The United States has raised their offer for information that leads to the location, capture or conviction of Islamic State leader Abu Bakr al-Baghdadi to $25 million.
"Protecting the homeland and the American people is our top counterterrorism priority, and just as we have intensified our efforts against ISIL, we are increasing the means available to us to gain information on their leadership and bring them to justice," the State Department announced via a press release, according to The Hill.
Previously, information on Baghdadi was worth a $10 million award. The increase puts him close to al Qaeda leader Ayman al Zawahiri.
Baghdadi released an audio message to his followers in November, ending almost a year of silence. His current location is unknown.
Brett McGurk, the special presidential envoy for the global coalition combating ISIS, said in a press briefing Tuesday that the ISIS leader hasn’t been seen in more than a year.

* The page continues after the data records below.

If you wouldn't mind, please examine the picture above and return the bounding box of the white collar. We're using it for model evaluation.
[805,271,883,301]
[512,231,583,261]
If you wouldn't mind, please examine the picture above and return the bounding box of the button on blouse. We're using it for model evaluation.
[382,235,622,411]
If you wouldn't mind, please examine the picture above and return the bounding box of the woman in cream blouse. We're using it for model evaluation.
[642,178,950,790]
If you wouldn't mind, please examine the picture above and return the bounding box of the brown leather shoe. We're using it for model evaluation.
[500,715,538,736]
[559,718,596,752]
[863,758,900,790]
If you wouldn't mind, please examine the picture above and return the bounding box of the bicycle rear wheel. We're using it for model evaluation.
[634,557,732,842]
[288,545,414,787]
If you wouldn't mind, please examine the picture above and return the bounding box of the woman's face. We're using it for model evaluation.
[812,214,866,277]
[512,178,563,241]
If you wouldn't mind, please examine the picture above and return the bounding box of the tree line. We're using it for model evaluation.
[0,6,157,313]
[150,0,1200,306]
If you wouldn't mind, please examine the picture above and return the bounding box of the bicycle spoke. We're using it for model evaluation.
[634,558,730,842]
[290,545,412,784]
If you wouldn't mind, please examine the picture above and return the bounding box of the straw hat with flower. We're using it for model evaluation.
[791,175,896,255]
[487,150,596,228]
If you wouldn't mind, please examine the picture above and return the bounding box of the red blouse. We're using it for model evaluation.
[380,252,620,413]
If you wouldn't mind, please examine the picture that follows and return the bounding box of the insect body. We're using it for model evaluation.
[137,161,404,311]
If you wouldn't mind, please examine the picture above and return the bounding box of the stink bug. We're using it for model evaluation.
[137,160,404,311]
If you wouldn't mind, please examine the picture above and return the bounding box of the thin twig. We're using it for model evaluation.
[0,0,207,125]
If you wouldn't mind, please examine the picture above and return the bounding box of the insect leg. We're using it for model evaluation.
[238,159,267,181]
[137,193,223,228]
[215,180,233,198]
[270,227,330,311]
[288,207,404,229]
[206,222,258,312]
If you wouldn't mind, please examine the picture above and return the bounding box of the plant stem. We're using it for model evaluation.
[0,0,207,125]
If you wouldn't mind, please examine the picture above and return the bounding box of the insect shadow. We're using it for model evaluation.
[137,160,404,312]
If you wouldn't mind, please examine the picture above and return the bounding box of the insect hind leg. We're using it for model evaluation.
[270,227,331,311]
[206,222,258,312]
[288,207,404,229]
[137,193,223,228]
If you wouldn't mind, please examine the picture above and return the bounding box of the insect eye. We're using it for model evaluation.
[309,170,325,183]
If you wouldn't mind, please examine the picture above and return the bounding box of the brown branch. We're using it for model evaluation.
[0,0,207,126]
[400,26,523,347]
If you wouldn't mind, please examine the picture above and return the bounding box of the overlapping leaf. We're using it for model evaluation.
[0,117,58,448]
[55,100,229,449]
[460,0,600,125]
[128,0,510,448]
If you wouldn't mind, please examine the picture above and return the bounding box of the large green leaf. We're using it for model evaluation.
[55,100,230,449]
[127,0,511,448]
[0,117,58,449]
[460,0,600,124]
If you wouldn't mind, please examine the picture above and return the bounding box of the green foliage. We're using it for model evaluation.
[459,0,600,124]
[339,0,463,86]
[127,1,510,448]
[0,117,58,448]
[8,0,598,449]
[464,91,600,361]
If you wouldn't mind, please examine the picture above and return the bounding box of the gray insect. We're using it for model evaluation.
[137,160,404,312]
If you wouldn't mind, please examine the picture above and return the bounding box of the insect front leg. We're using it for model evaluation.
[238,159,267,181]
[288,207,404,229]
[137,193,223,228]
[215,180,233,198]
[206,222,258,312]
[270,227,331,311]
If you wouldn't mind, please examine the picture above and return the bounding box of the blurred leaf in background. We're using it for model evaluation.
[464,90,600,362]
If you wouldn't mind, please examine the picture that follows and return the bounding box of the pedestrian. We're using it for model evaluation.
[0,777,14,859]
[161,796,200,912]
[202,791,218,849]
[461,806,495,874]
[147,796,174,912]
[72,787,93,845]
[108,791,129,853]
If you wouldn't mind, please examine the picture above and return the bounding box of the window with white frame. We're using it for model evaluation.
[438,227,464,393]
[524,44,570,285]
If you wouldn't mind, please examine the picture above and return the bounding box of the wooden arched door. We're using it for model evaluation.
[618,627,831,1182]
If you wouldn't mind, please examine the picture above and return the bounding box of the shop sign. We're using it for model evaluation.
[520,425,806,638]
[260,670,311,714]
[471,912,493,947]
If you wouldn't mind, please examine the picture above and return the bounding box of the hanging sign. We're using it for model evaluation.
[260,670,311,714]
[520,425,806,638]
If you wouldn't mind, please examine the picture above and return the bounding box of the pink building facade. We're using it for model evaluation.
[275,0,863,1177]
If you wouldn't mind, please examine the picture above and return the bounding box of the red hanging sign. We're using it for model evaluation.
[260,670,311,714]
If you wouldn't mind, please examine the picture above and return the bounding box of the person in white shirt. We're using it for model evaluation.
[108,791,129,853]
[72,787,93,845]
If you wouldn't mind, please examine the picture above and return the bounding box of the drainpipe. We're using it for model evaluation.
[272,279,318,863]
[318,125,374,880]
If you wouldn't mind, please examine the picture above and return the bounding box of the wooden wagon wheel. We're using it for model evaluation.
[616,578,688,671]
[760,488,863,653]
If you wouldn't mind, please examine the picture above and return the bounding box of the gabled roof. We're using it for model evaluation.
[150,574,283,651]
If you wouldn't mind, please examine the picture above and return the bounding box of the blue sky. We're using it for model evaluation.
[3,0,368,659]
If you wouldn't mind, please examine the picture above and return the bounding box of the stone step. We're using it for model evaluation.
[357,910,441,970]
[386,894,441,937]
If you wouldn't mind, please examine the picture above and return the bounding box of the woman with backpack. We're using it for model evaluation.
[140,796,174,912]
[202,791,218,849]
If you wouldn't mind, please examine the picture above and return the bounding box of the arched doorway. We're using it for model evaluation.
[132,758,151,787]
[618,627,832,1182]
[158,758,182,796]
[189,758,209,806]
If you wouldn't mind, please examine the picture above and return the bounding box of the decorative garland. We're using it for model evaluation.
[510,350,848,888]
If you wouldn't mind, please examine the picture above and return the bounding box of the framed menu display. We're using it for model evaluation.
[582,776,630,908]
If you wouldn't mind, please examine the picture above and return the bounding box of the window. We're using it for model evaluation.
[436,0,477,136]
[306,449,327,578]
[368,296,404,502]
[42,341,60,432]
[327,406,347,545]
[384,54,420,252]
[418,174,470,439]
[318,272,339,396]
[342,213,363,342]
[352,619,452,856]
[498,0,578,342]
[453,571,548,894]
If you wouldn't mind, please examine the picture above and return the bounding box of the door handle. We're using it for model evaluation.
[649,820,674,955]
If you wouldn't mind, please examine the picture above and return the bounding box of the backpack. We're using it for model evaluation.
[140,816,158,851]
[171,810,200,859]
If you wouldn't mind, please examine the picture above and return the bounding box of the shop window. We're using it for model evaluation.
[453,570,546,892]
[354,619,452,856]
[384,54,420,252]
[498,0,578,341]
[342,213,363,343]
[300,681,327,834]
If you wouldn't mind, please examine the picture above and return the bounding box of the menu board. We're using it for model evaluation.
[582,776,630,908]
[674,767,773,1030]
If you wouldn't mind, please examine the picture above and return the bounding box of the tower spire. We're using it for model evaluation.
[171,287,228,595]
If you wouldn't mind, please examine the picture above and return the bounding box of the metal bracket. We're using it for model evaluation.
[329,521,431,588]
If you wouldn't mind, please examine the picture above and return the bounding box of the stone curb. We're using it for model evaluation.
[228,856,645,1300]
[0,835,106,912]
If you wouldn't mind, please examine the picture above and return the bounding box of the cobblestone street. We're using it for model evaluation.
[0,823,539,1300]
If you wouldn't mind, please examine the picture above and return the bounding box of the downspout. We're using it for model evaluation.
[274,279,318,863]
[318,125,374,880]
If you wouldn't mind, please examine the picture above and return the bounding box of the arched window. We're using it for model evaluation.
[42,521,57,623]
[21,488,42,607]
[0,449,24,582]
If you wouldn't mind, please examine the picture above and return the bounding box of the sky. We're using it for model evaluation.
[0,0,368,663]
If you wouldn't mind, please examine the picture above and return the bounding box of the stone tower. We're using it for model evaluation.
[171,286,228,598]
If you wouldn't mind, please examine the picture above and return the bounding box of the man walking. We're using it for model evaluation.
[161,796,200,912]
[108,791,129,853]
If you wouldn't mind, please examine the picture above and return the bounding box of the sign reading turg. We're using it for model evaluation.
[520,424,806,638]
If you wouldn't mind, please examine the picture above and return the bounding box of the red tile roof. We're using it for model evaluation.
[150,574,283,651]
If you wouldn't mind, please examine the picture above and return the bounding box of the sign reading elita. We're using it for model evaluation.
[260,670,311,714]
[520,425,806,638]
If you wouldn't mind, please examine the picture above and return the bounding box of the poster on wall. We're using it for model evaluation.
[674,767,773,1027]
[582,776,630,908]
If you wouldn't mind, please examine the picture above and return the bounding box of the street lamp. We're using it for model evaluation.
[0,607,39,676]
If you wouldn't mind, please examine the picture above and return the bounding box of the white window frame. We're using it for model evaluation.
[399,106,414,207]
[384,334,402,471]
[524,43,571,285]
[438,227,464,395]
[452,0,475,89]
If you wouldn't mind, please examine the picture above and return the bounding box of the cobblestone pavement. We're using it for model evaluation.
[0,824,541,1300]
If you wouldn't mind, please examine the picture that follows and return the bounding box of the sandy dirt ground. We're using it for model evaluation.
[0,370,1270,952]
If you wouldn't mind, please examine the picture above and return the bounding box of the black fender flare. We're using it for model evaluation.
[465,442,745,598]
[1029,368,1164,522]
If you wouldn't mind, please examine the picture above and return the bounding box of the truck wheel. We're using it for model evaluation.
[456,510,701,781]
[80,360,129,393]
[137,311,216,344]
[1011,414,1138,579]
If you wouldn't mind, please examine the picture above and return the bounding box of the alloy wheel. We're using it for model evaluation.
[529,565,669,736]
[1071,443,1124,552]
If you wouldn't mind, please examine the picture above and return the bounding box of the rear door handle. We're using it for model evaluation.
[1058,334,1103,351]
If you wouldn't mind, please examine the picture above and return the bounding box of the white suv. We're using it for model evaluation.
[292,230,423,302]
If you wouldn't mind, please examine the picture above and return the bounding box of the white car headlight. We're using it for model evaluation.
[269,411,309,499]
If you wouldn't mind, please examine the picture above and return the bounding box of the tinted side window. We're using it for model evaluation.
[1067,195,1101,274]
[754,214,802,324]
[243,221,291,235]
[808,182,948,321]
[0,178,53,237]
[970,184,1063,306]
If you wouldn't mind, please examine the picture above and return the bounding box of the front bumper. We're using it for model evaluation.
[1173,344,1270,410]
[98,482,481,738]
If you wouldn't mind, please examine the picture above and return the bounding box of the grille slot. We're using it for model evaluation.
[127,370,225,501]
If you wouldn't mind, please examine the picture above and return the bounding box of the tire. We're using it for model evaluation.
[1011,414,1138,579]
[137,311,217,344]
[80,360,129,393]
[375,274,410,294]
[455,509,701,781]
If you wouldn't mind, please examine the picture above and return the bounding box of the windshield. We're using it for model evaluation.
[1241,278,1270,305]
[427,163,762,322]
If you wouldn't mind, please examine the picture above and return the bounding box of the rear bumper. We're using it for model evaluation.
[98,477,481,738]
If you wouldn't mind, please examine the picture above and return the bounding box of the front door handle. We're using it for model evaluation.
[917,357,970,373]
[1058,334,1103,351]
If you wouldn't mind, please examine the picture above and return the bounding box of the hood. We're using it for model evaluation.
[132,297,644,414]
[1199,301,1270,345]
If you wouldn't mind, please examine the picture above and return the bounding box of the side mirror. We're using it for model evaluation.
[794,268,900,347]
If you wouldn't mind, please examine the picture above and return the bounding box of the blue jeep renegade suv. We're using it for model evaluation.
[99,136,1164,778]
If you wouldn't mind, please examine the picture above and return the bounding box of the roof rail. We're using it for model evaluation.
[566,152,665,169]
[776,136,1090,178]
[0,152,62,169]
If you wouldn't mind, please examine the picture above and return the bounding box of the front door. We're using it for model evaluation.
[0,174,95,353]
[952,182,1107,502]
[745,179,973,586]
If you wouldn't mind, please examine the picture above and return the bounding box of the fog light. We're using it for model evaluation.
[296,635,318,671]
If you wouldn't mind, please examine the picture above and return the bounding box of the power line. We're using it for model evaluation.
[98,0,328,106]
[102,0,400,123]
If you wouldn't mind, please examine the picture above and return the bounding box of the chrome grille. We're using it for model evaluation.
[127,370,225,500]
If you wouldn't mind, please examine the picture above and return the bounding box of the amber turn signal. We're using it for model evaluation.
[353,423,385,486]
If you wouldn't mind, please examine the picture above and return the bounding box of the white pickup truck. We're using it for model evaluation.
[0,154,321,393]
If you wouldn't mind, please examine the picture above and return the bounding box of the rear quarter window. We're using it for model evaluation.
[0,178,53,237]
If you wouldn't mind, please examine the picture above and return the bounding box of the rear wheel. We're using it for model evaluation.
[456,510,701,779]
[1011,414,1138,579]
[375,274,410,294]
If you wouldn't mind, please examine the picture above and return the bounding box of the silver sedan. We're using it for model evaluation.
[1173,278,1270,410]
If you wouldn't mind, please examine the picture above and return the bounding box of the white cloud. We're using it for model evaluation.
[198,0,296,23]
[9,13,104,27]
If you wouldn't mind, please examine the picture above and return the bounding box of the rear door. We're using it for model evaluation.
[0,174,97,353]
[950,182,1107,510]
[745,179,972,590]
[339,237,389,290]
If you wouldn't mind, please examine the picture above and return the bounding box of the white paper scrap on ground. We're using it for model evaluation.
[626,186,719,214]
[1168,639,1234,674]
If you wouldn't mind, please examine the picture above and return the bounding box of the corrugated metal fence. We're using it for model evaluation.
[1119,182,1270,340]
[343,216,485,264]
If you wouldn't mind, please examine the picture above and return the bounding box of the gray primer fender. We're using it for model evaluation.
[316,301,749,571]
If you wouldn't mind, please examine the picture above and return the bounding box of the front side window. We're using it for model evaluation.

"I also think it is significant that he tried to be a kind of new type of terrorist leader — giving public speeches, going to the Grand Mosque and giving this sermon in the summer of 2014 — and he is now in deep, deep hiding," McGurk said, according to the Hill.
"And we have not heard from him until he issued this audiotape a couple months ago, and it was a very defensive message. It basically said, for all of the fighters in Mosul, stay and fight to the death. But all the indications we're getting is that many did not take that message well, because where is Baghdadi? He is somewhere in hiding."
McGurk tweeted on Tuesday that five ISIS leaders were killed in coalition airstrikes since mid-November.